Senior quarterback Fredi Knighten (5-11, 190) drives the machine, completing 151 of 201 passes (75 percent) this season for 2,396 yards and a state-best 36 TDs. He's also rushed for more than 400 yards and six TDs. Arkansas State and Louisiana Tech have offered Knighten a scholarship, although more than a dozen other schools continue to evaluate him, including Colorado, Kansas, Louisiana-Monroe, Purdue and Tulsa.
"He's good enough to play anywhere in the country," says Kelley, who has coached more than 10 Division I signees, including Arkansas Razorback running back Broderick Greene and former Cincinnati Bengal Jonathan Luigs. "He's (Knighten) hoping for a bigger school to offer him at quarterback. I'm trying to get the bigger schools to look at him as a slotback or a Wildcat quarterback. I have no doubts that he can play quarterback or any other position at a big school. I tell everyone who asks that he's a special athlete, the best I've ever coached."
Knighten earned all-state honors after throwing for 4,318 yards and 53 TDs last year, his first ever to play QB. Knighten has thrown only four interceptions this fall. "He knows when to run with the ball and when to pass it," the coach says.
Knighten isn't the only reason college recruiters blaze a path to Pulaski Academy. Senior tackle Jason King (6-4, 305) owns scholarship offers from Colorado, Kansas and Purdue. He's also getting interest from most schools in the Southeastern Conference, including Arkansas. King dominates defenders with his strength (350-pound bench press) and 5.2 speed. "He finishes on every play," Kelley says. "Whether it's a combo block or a pancake, he finishes it and gets to the second level. We've got game film of him pancaking one guy, then pancaking another, then running downfield and blocking someone else. He never quits."

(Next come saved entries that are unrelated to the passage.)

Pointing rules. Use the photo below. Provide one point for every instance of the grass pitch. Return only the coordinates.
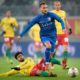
(61, 74)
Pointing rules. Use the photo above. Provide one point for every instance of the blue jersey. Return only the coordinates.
(46, 23)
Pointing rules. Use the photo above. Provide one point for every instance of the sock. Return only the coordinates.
(53, 54)
(47, 55)
(65, 54)
(55, 61)
(8, 54)
(44, 74)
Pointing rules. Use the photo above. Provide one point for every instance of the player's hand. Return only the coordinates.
(64, 30)
(70, 31)
(18, 37)
(16, 68)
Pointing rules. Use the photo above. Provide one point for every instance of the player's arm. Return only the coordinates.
(1, 27)
(15, 23)
(9, 73)
(31, 33)
(58, 19)
(28, 26)
(68, 26)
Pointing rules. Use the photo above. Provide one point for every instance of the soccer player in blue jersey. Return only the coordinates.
(48, 34)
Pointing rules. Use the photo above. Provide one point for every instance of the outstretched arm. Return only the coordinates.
(58, 19)
(9, 73)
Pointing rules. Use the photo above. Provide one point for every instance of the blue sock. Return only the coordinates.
(47, 54)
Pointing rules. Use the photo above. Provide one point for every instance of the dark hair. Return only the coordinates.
(57, 1)
(42, 3)
(17, 53)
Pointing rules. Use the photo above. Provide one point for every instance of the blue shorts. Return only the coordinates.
(51, 40)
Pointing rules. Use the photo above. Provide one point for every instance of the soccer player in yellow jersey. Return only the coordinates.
(8, 23)
(25, 66)
(28, 68)
(62, 38)
(35, 36)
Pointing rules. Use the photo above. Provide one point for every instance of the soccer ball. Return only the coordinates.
(73, 72)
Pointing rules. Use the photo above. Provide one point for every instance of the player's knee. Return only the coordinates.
(48, 45)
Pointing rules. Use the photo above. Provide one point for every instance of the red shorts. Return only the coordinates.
(38, 44)
(62, 39)
(8, 39)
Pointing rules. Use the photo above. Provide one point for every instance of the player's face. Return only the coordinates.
(20, 58)
(57, 5)
(8, 14)
(44, 8)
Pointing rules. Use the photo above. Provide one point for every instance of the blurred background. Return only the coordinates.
(25, 10)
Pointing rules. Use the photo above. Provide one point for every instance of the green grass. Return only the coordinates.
(62, 74)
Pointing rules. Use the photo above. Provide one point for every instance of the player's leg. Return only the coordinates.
(9, 73)
(53, 60)
(47, 44)
(65, 52)
(8, 49)
(38, 46)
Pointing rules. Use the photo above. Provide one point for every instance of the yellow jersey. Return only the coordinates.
(25, 68)
(34, 33)
(7, 25)
(61, 14)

Senior receiver Kendall Bruce (5-11, 180) paces Pulaski Academy with 36 catches, 662 yards and eight TDs this year. Most Division II schools in the state are interested in Bruce.
Seniors Jeremy Brady (6-0, 195) and Aum'Arie Wallace (6-1, 185) form one of the top safety tandems in the state, maybe even the entire country. "Nobody will throw at them," Kelley says.

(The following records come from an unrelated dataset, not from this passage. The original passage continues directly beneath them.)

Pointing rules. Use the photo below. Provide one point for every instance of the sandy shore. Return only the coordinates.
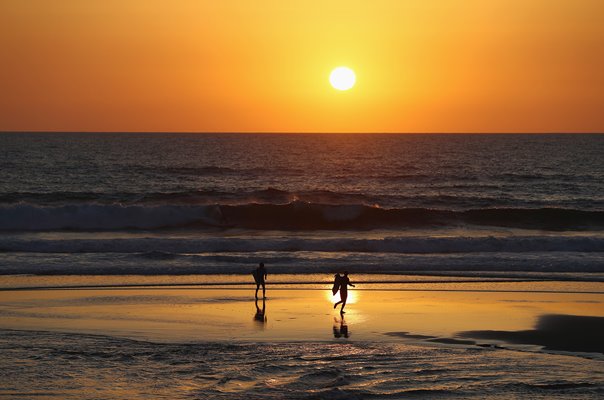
(191, 314)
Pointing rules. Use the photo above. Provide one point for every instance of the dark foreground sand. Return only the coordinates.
(555, 321)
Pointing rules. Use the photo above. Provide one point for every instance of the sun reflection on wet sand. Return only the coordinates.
(192, 314)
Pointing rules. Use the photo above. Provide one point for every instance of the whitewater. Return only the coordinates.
(164, 204)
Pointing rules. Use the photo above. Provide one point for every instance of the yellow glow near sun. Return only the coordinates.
(342, 78)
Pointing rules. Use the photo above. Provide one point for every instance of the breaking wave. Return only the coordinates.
(295, 215)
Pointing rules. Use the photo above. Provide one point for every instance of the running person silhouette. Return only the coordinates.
(259, 275)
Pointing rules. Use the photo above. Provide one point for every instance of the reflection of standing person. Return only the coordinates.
(260, 278)
(344, 283)
(340, 328)
(260, 315)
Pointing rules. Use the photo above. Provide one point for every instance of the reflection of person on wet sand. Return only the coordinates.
(260, 314)
(259, 275)
(344, 283)
(340, 328)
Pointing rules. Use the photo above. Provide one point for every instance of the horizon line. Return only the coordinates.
(310, 133)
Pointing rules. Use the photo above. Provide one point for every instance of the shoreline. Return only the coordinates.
(192, 314)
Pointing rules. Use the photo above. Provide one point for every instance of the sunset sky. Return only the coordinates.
(256, 66)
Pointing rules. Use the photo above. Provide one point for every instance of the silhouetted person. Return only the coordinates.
(344, 283)
(260, 278)
(340, 328)
(260, 316)
(337, 281)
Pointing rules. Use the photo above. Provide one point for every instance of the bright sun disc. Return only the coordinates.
(342, 78)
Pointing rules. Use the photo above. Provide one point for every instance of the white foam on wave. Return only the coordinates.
(420, 244)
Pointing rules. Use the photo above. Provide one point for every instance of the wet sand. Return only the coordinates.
(557, 321)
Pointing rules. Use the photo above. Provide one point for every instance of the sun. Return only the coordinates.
(342, 78)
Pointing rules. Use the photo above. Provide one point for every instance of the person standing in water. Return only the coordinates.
(344, 283)
(260, 278)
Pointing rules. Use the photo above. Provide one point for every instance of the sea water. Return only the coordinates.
(153, 204)
(125, 210)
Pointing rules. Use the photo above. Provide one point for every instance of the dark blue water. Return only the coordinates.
(206, 203)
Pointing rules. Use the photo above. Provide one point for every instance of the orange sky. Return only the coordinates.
(241, 65)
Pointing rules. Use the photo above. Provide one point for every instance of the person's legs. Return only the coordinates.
(343, 301)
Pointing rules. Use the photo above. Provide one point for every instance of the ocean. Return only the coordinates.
(180, 204)
(125, 265)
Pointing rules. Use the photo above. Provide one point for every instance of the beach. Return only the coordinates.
(216, 341)
(125, 268)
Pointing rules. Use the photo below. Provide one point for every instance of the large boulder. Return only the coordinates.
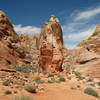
(51, 44)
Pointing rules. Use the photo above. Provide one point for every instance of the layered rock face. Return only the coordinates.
(6, 28)
(11, 50)
(51, 44)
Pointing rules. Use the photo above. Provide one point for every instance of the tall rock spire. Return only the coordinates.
(51, 44)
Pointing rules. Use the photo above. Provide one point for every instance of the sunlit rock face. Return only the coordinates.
(51, 44)
(93, 42)
(6, 28)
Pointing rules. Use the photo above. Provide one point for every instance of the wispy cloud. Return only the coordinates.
(26, 29)
(87, 14)
(79, 27)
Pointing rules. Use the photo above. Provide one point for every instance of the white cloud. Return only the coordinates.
(26, 29)
(80, 27)
(78, 36)
(87, 14)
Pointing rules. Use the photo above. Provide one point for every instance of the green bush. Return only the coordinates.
(31, 88)
(90, 91)
(51, 81)
(98, 83)
(50, 75)
(8, 92)
(38, 80)
(23, 97)
(90, 79)
(62, 79)
(6, 83)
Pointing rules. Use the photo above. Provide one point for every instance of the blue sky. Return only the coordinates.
(77, 17)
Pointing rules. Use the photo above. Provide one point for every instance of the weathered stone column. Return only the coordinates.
(51, 44)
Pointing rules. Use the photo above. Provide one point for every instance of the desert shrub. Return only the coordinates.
(98, 83)
(90, 79)
(15, 91)
(6, 83)
(78, 86)
(62, 79)
(44, 73)
(25, 69)
(8, 92)
(90, 91)
(23, 97)
(31, 88)
(69, 78)
(72, 88)
(38, 80)
(51, 81)
(50, 75)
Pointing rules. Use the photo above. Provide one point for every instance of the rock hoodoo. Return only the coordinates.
(51, 44)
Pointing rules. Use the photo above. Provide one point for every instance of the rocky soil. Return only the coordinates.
(41, 67)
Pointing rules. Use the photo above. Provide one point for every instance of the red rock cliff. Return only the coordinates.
(51, 44)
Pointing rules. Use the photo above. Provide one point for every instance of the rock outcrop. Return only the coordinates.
(51, 44)
(93, 42)
(11, 50)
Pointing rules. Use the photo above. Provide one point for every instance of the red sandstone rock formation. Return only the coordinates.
(51, 44)
(93, 42)
(11, 50)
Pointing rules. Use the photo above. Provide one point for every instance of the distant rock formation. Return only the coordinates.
(93, 42)
(51, 44)
(6, 28)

Brady (41 tackles; 500-pound squat) committed to Tulsa in the summer. Wallace (43 tackles, one interception) has an offer from Central Arkansas. Louisiana-Monroe, Louisiana Tech and Memphis are among the schools that may offer Wallace later this fall. "Tulsa wants him, but they don't want to recruit two safeties," Kelley says. "They might take both Brady and Wallace, and convert one of them to be an offensive player."
But PA's most-prized player won't graduate until 2013. Junior receiver/tight end Hunter Henry (6-5, 235) already owns offers from Arkansas, Arkansas State, Auburn, Ole Miss and Tennessee, while Florida, LSU, North Carolina and Oklahoma State have expressed interest. Henry's father, former Arkansas Razorback Mark Henry, pastors Fellowship Bible Church in Little Rock. Henry has hauled in 36 catches for 529 yards and six TDs this year. "He's still learning," Kelley says. "He understands things a little better every week."
Another junior receiver, L.J. Wallace (6-0, 175), doesn't have any scholarship offers yet, but could emerge as one of the state's top recruits next season. Wallace, Aum'Arie Wallace's younger brother, has caught 29 passes for 629 yards and 11 scores this year.